The State Department, in its letter to you, says:

"On the other hand, the contracting parties to the agreement do have the right to consult with any contracting party concerning the discharge of its undertakings, and to seek compensation or to take offsetting action because of the failure of any contracting party to carry out these undertakings."

Mr. McFall (State Department) had just said, as already quoted: "It must be emphasized that the parties to the agreement cannot overrule acts of Congress or the Executive." Then he says the parties do have the right to consult.

Obviously, the State Department is trying to show just how an agreement is not really an agreement. "Moreover," says Mr. McFall, "any contracting party can withdraw from the agreement on 60 days' notice." All this represents an attempt to show that GATT exercises no power of review, and that it merely exercises the right to consult.

Evidently GATT is a very flimsy thing, without much meaning and certainly without teeth--a piece of paper that can be flouted at will by any one of the contracting parties. Or is it?

This may not exactly be the case; for a little later, in his reference to the furfelt hat case, Mr. McFall states:

"The working party (which had been appointed by GATT at the instance of Czechoslovakia to review the actions of the United States) found that there was no conclusive evidence that other action taken by the United States Government under artice XIX constituted a breach of its obligations under the general agreement."

Is it not strange that the "right to consult" confers upon this international body the right to appoint a working party which makes an elaborate analysis of United States action in the light of article XIX of the general agreement (GAAT) to determine what? Whether we have consulted properly? Whether we have been discourteous? Not exactly.

The McFall letter says:

"The working party found that there was no conclusive evidence that the action taken by the United States Government under article XIX constituted a breach of its obligations under the general agreement."

"A breach of its obligations" sounds somewhat more formidable than the "right to consult." That it is actually regarded much more seriously even by the State Department will become obvious later. At this particular point Mr. McFall, still apparently speaking for domestic consumptions, says:

"If the contracting parties has found otherwise (i. e., that the United States had breached its obligations), the United States would as a matter of policy, have wanted to reexamine its action in the light of such a finding, but whether the other contracting parties agreed with the action or not, the United States would still have had the power to continue its action if it wished to.'" In another place Mr.
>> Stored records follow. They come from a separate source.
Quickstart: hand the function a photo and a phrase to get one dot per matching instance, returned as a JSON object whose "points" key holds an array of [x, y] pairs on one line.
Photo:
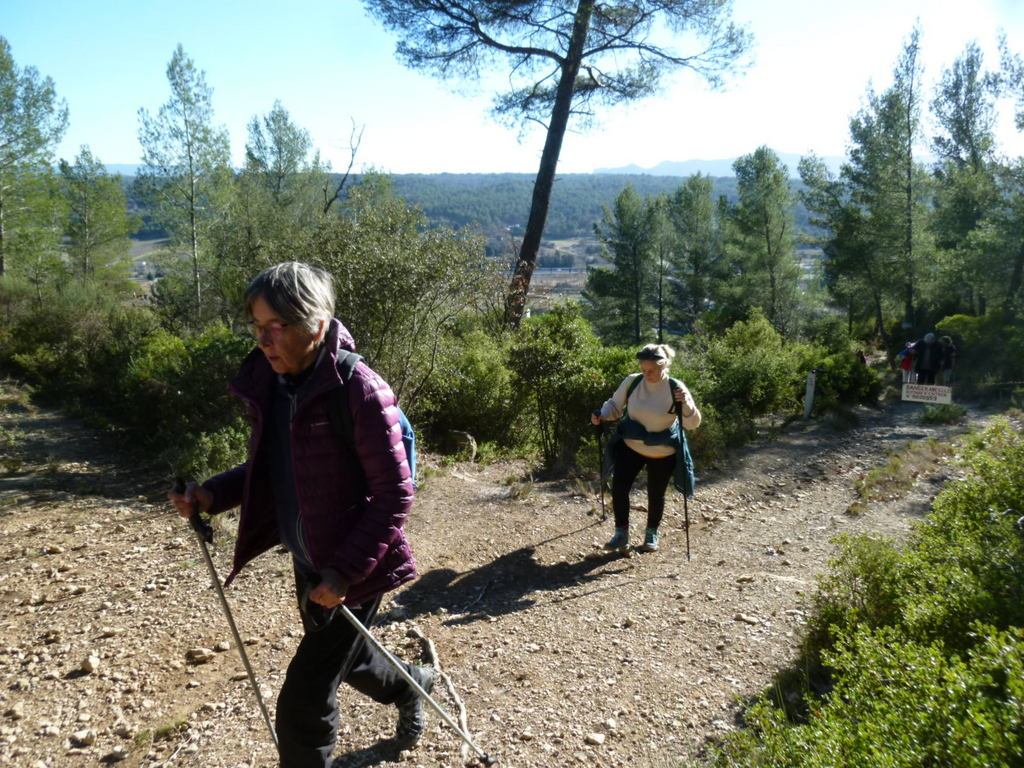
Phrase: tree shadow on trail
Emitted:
{"points": [[503, 586]]}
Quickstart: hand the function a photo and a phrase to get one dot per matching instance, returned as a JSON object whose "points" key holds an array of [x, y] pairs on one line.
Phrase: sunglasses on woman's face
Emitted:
{"points": [[273, 329]]}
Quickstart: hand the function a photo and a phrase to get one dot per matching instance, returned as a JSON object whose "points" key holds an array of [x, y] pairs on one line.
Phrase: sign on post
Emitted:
{"points": [[928, 393]]}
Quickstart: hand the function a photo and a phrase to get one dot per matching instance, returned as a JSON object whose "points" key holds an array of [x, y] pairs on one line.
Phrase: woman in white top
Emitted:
{"points": [[649, 438]]}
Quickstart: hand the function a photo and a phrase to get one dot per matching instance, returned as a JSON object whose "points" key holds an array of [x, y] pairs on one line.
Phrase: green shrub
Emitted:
{"points": [[902, 705], [989, 351], [860, 587], [471, 391], [922, 646], [943, 413], [751, 364], [560, 366]]}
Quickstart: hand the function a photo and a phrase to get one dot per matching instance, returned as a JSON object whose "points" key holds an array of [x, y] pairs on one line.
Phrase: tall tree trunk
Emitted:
{"points": [[660, 298], [881, 324], [515, 302], [1015, 278], [3, 242], [637, 296], [195, 248]]}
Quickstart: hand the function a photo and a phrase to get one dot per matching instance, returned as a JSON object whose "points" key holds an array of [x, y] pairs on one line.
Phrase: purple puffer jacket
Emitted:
{"points": [[358, 535]]}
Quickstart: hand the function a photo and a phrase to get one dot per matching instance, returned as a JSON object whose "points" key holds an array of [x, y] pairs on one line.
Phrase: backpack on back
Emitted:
{"points": [[341, 416], [689, 480]]}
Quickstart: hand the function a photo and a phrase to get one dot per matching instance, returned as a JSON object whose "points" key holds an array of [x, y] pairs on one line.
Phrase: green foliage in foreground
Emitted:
{"points": [[923, 646]]}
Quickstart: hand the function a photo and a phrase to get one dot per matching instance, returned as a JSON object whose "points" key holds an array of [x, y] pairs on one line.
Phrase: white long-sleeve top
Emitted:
{"points": [[651, 404]]}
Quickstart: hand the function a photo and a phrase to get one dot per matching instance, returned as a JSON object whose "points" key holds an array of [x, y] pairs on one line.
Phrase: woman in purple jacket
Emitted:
{"points": [[338, 508]]}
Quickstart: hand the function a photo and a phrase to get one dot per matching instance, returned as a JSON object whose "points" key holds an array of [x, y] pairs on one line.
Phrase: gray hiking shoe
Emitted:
{"points": [[412, 718], [650, 541], [620, 542]]}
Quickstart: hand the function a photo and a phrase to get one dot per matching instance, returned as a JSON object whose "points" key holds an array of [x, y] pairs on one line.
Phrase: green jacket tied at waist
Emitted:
{"points": [[683, 477]]}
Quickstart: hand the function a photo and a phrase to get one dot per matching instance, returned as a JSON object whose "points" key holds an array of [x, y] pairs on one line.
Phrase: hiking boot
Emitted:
{"points": [[620, 542], [412, 718], [650, 541]]}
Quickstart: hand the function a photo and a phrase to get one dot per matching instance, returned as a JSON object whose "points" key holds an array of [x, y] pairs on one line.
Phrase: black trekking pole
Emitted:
{"points": [[204, 535], [686, 507], [598, 431], [400, 669]]}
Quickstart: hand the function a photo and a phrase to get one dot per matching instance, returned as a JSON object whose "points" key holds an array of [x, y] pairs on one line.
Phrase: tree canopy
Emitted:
{"points": [[563, 60]]}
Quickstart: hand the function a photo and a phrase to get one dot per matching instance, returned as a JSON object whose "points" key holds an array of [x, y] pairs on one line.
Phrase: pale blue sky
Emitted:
{"points": [[331, 65]]}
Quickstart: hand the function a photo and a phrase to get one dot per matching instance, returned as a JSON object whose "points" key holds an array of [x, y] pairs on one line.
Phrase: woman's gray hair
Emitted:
{"points": [[659, 353], [299, 294]]}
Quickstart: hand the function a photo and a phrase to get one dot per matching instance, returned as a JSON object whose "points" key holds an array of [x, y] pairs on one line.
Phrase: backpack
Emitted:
{"points": [[687, 484], [341, 416]]}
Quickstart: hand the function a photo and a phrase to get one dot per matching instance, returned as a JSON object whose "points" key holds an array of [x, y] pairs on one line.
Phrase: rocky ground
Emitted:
{"points": [[113, 647]]}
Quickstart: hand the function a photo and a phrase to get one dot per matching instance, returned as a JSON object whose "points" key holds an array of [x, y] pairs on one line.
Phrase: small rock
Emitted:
{"points": [[116, 755], [85, 737], [124, 730], [199, 655]]}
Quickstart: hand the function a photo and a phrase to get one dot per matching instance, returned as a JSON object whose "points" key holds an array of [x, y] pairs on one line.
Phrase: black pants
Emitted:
{"points": [[628, 466], [332, 651]]}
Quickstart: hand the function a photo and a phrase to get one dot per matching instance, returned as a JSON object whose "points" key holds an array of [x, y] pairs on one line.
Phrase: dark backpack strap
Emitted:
{"points": [[629, 393], [338, 410]]}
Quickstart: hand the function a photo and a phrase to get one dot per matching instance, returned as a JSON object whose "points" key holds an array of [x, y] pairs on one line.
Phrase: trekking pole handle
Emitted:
{"points": [[201, 526]]}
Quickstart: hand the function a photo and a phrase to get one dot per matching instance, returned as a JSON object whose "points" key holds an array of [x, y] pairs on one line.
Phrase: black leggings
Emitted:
{"points": [[628, 466], [329, 654]]}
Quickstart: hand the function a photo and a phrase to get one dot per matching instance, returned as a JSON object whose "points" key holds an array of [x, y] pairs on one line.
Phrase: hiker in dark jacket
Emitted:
{"points": [[649, 438], [928, 358], [338, 506]]}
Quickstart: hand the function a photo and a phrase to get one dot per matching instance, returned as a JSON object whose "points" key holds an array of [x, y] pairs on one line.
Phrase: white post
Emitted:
{"points": [[809, 393]]}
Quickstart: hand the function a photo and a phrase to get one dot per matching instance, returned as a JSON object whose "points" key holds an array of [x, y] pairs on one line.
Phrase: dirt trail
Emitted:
{"points": [[562, 655]]}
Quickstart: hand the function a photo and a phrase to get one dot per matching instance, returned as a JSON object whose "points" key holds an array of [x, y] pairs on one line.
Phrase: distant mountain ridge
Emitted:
{"points": [[717, 168]]}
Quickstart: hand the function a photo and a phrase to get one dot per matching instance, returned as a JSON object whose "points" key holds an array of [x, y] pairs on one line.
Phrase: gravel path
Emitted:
{"points": [[561, 654]]}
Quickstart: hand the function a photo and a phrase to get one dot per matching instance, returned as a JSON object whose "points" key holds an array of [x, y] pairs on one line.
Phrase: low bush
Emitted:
{"points": [[559, 364], [920, 648], [943, 413], [471, 390]]}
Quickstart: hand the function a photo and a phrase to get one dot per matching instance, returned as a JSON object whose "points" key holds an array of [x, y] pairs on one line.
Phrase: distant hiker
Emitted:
{"points": [[906, 363], [928, 358], [948, 360], [338, 506], [647, 435]]}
McFall observes:

"If these provisions (i. e., the right to consult, to take offsetting action, and the right to withdraw from the agreement) constitute 'review' in any objectionable sense of the word, then it follows that most international undertakings among nations, including those of a bilateral character, are objectionable and should be dissolved."

In other words, the General Agreement on Tariffs and Trade (GATT) is just an innocent international agreement calling for consultation before taking action under it. No harm done; no real commitments involved, and nothing really serious intended. Merely the "right to consult."

That there are hidden teeth somewhere in the agreement which give it more bite than the mere right to consult confers and which give substance to such words as "a breach of its obligations," quoted above, comes to light later in the State Department's letter. This happens in Mr. McFall's observations about the second instance of GATT review of official United States action, cited in my radio address.

Involved in this instance was United States withdrawal from its trade agreement with Czechoslovakia, as required by the Trade Agreements Extension Act of 1951 (Public Law 50, 82d Cong., sec. 5). In my radio address I had said that even though withdrawal from the Czech agreement was required by an act of Congress, signed by the President, we were not free to do so without taking the matter before GATT. I asked why the State Department had found it necessary to go to Geneva when she was already under instruction by Congress to act.

Answering my own question, I said that she went to Geneva not for original authority but for confirmation of the authority that had already been voted by our Congress. That this procedure was recognized by the State Department follows from the fact that before acting they did lay the proposal before GATT. Mr. McFall says:

"In the other instance of 'review' cited by Mr. Strackbein, the United States itself requested the contracting parties to terminate United States obligations to Czechoslovakia. Congress had provided in the Trade Agreements Extension Act of 1951 that the United States terminate 'as soon as practicable' concessions to Soviet-dominated countries."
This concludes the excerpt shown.